When multiple rows and multiple row are divided an image into, can be divide an image into row, column quantity identical it is many Individual grid, or the different multiple grids of quantity of row, column, the length and width of each grid after dividing certainly can also be divided into Than can be with identical, it is also possible to different.Sample image is for example divided into multiple nets of 12*10 or 15*15 or 6*6 etc. Lattice.When grid it is equal in magnitude when, sizing grid can be normalized.As shown in Figure 6B, in embodiments of the present invention will Sample image is divided into laterally 7 rows, and multiple grids of the row of longitudinal direction 7, each grid is each grid after grid, therefore normalization Size can consider 1*1.

One characteristic vector of each grid correspondence in sample image, this feature vector is multi-C vector, and this feature vector is extremely Include less：Classification parameter and location parameter, wherein classification parameter include multiple, and the location parameter includes again：Center position is joined Number and appearance and size parameter.

Step S503：According to each sample image for the characteristic vector that each grid is determined, convolutional neural networks are entered Row training.

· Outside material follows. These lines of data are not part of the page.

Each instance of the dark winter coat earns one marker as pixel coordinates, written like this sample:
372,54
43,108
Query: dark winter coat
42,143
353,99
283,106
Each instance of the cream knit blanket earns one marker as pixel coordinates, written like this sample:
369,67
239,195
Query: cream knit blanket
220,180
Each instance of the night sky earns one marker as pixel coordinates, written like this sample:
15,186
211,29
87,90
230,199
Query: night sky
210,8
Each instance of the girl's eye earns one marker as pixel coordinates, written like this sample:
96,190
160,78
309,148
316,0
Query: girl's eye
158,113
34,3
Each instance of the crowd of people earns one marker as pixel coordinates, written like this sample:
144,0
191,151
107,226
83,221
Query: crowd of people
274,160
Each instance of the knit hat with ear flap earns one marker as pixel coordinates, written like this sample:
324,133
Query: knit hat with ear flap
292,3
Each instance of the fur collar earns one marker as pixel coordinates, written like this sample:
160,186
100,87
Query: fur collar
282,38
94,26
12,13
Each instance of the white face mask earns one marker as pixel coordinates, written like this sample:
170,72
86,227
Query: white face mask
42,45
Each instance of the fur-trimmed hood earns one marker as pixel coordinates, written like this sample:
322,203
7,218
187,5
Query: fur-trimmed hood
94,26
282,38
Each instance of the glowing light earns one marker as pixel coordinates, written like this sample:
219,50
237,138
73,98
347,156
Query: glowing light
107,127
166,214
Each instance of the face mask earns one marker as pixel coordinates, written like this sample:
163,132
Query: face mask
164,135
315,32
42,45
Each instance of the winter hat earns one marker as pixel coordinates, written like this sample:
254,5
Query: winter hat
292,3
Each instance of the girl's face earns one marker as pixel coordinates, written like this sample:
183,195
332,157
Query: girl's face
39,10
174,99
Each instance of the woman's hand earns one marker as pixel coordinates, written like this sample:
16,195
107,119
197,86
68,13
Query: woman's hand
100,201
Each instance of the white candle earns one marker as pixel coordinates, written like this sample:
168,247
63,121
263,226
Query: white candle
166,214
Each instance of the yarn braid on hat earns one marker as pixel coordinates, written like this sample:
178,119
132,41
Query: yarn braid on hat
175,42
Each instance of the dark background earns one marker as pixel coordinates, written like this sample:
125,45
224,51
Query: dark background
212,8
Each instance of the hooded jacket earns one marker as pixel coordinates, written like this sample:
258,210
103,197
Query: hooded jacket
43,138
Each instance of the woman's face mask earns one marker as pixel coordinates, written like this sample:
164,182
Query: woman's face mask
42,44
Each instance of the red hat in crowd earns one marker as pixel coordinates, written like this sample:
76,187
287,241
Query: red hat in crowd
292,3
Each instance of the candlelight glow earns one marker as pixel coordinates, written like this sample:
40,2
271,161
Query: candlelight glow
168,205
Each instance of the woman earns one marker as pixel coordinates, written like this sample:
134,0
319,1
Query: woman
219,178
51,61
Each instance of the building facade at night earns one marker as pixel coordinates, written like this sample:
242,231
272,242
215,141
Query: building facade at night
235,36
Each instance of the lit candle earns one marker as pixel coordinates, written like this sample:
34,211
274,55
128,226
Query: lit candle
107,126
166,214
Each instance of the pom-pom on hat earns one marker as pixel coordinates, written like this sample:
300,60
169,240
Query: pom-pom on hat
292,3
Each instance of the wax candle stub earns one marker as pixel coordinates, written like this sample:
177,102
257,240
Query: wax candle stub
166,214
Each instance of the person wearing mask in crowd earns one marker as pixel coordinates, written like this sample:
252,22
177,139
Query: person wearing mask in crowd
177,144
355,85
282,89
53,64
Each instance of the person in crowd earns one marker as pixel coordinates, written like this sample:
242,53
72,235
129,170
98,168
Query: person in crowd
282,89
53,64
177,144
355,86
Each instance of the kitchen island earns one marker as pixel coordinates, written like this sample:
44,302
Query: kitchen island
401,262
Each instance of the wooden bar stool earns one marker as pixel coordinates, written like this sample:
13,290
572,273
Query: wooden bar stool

Specifically, in embodiments of the present invention, can be using all sample images in sample image set to convolution god It is trained through network.But because including substantial amounts of sample image in sample image set, in order to improve the efficiency of training, at this According to each sample image for the characteristic vector that each grid is determined in inventive embodiments, convolutional neural networks are trained Including：

By randomly selecting the subsample image much smaller than sample image total quantity, convolutional neural networks are trained, The parameter of convolutional neural networks is constantly updated, until the information of the target object of the information and mark of the object of each grid forecasting Between error convergence untill.

Likewise, in embodiments of the present invention when being trained to convolutional neural networks, the sample of the target size of use This image, therefore, in embodiments of the present invention, in order to ensure that the sample image being input in convolutional neural networks is all target chi It is very little, it is described each sample image is divided into multiple grids according to default dividing mode before, methods described also includes：

If not, being target size by the size adjusting of the sample image.

When sample image is target size, subsequent treatment directly is carried out to the sample image, when sample image non-targeted During size, the sample image is adjusted to target size.The adjustment of picture size belongs to prior art, in embodiments of the present invention The process is not repeated.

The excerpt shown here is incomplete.